Adam Hertzfeld, who completed Franciscan's pretheologate and now is a seminarian for the diocese of Toledo, said he gives the same advice to everyone he meets who is considering the priesthood: “If you are thinking about becoming a priest, start living the life of a priest.”

Young men who join the pretheologate will do just that, said Father Testa. They will attend daily Mass, develop a regular prayer life, recite the Liturgy of the Hours, study Catholic thought and develop solidarity with other young men.

They commit themselves to these disciplines six months at a time, the priest added. During the first part of the program, they can even date.

“The newer members must abide by a dating policy that does not allow for a steady dating relationship with one woman,” said Father. “The program's senior members observe a no-dating policy as they prepare to enter a major seminary.”
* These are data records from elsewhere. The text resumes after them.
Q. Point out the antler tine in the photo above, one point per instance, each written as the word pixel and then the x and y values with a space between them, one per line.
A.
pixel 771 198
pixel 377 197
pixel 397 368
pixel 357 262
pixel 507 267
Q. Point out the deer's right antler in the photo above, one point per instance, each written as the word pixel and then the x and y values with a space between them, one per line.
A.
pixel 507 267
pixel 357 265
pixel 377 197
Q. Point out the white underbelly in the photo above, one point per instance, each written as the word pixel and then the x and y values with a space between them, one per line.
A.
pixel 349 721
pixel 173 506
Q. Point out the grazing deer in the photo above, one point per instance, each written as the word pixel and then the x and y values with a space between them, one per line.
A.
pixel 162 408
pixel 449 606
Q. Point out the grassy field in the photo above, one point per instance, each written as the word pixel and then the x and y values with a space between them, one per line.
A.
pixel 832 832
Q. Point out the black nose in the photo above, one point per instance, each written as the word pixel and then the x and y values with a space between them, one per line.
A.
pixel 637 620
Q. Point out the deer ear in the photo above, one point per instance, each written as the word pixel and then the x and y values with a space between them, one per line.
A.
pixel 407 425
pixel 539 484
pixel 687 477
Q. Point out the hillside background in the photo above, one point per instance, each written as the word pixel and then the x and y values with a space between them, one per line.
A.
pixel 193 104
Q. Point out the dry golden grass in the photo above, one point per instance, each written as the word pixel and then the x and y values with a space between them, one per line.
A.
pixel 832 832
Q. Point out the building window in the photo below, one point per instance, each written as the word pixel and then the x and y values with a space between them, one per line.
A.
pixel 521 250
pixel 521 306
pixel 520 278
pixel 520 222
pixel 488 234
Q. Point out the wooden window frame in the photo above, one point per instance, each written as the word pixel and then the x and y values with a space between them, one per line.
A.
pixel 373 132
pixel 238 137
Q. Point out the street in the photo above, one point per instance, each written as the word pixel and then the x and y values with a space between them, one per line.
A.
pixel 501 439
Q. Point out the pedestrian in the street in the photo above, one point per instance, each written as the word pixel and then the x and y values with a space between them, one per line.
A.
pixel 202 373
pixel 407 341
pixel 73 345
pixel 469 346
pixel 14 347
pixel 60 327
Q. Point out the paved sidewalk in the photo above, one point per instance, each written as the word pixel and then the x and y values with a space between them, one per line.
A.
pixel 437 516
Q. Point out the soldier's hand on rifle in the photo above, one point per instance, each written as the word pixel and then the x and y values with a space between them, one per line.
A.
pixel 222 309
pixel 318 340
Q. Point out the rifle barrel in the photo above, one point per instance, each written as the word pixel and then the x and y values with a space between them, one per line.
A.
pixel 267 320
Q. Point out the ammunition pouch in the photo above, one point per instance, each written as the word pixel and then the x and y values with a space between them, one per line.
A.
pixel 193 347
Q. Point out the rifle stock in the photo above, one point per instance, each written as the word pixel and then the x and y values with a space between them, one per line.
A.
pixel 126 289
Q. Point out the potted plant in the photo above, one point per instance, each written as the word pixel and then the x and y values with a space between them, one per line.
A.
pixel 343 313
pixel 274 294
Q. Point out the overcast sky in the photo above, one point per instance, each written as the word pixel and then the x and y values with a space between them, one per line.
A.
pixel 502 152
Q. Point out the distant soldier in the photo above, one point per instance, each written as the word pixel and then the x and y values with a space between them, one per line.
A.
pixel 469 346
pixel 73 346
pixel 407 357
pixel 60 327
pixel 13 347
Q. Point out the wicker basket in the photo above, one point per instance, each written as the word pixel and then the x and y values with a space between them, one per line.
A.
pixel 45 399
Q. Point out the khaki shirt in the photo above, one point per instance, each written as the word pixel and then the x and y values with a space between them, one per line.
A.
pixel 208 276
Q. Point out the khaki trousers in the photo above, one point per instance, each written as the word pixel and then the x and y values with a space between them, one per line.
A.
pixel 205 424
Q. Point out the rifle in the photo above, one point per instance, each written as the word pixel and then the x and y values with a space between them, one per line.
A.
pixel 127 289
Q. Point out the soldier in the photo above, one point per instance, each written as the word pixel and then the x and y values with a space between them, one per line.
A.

Joe Lussier of Chelsea, Mich., who graduated from the pretheolo-gate and started at Sacred Heart Major Seminary in Detroit last fall, said the situation helped him. Although Lussier attended the program at Steubenville, he grew up near Ypsilanti and is familiar with both campus communities. “There are women at both colleges who would make incredible wives,” he said. “Testing your vocation this way adds a great depth that should be there.”

Lussier said the program helped him examine his recognition that he might have a vocation until he was really sure.

“I took my time in deciding,” he related. “I began to think there was at least the possibility of a vocation, and I felt led to explore it.”

He spent three years at Washtenaw Community College (near Ypsilanti) and Franciscan University before he entered the pretheologate. “My spiritual director at Steubenville said, ‘What are you going to loose by joining?’”

Lussier spent another year and a half living a priest's lifestyle before deciding, he said.

Before enrolling at Sacred Heart this fall, Lussier said he talked with Bishop Carl Mengeling of the Diocese of Lansing and Vocation Director Father J. Thomas Munley about the program. “They were very impressed,” he said.

God Always Wins

Daniel Firmin of Augusta, Ga., now attending seminary at the North American College in Rome, said the program he was part of at Franciscan University was “just a wonderful, prayerful environment to discern the priesthood. It was great having so many other guys around me, everyone supporting each other.”

Stephen Malo of Canada is now part of the pretheologate at Ave Maria. He said he was praying the rosary with his mother one night several years ago when the idea that the Lord might want him to be priest came into his mind. But Malo didn't think of himself as the type of person who could maintain that kind of devotion, and didn't actually know any strong Christians that he admired.

“In my hometown there is a very small Christian community with many overly pious, ‘saved’ types,” he explained. “I always thought that I wished Christian youth could be more like me. Then, after meeting some of the Ave Maria students, I realized that I wanted to be more like them.” So Malo joined the pretheolo-gate a short while after he started college there last fall.

John Ferguson, still part of Franciscan's pretheologate program, said even those who decide to leave benefit from it. “Every semester I have been in it, at least one guy has left the program, and not one of them has ever regretted joining it,” he said.

“God always wins,” agreed Father Testa. “When I run into these men after a few years, they tell me, ‘Thanks, Father, you taught me to pray, your program made a real difference in my life.’ And their wives thank me, too!” said the priest, with a smile.